タイ語の標準語はバンコクで話される中部タイ語がベースです。しかしバンコク市内でも、地区によって話し方は微妙に、ときには大胆に変わります。
この記事では、バンコク(タイ語で「クルンテープ」、1782年ラーマ1世によって王都に定められた正式名称は世界最長の都市名として知られる)の街で実際に耳にする方言的な特徴と、それにまつわるスラングを地区ごとに解説していきます。
そもそもバンコクに方言はあるのか
「バンコク方言」という言葉自体にタイ人はやや違和感を持つ人もいます。教科書的には「中部タイ語の中心地=バンコク」とされているからです。
しかし実際には、古くからの下町と新興商業地区、華人社会の影響が強いエリアと王宮周辺では、同じタイ語でもリズムも語彙も違います。
チャオプラヤー川の東西で変わる空気
バンコクはチャオプラヤー川を境に、東岸の「プラナコーン区」(ラタナコーシン島、王宮エリア)と西岸の「トンブリー区」(1767-1782年の旧王都)に大きく分かれます。
プラナコーンは王宮寄りの丁寧な話し方、トンブリーは下町的な勢いのある話し方という印象を持つ人が多いです。
華人社会の影響
バンコクは世界最大級の華人コミュニティを抱える都市で、その中心が「ヤオワラート」(Yaowarat、1891年に開通した東南アジア最古のチャイナタウン通りのひとつ)です。
ここでは潮州語の影響を受けたタイ語が話され、商売用語にも独特のスラングが残っています。
サイアム・サイアムスクエアの若者言葉
Siam Square(1965年にChulalongkorn大学の土地に開発された若者文化の聖地)は、長年バンコクのトレンド発信地として機能してきました。
BNK48(2017年結成、拠点はDigital Gateway 3階のBNK48 Theater)、カフェ文化、ファッションブランドが集中するこのエリアの言葉遣いは、そのまま全国の若者に波及していきます。
サイアム語の特徴
語尾に「จ้า」(ジャー)、「นะจ๊ะ」(ナチャ)を多用する柔らかい話し方は、もともとは女性言葉でしたが、今は性別を超えて若者の「カフェ語」として広まりました。

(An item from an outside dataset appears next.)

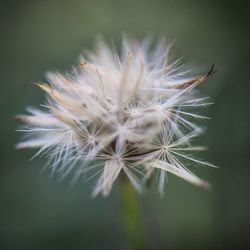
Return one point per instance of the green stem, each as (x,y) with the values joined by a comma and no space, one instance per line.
(131,217)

「ไปกินข้าวกันนะจ๊ะ」(ごはん食べ行こ♡)は、Siam Square周辺のカフェ「After You」(2007年創業、チョンノンシー発のアイコニックカフェ)や「Mikka」などで常に聞こえます。
エカマイ・トンロー系の英語混じり
スクンビット通りのソイ55(Thonglor、トンロー)、ソイ63(Ekkamai、エカマイ)界隈は、2000年代以降インターナショナルスクール帰りの若者の拠点になりました。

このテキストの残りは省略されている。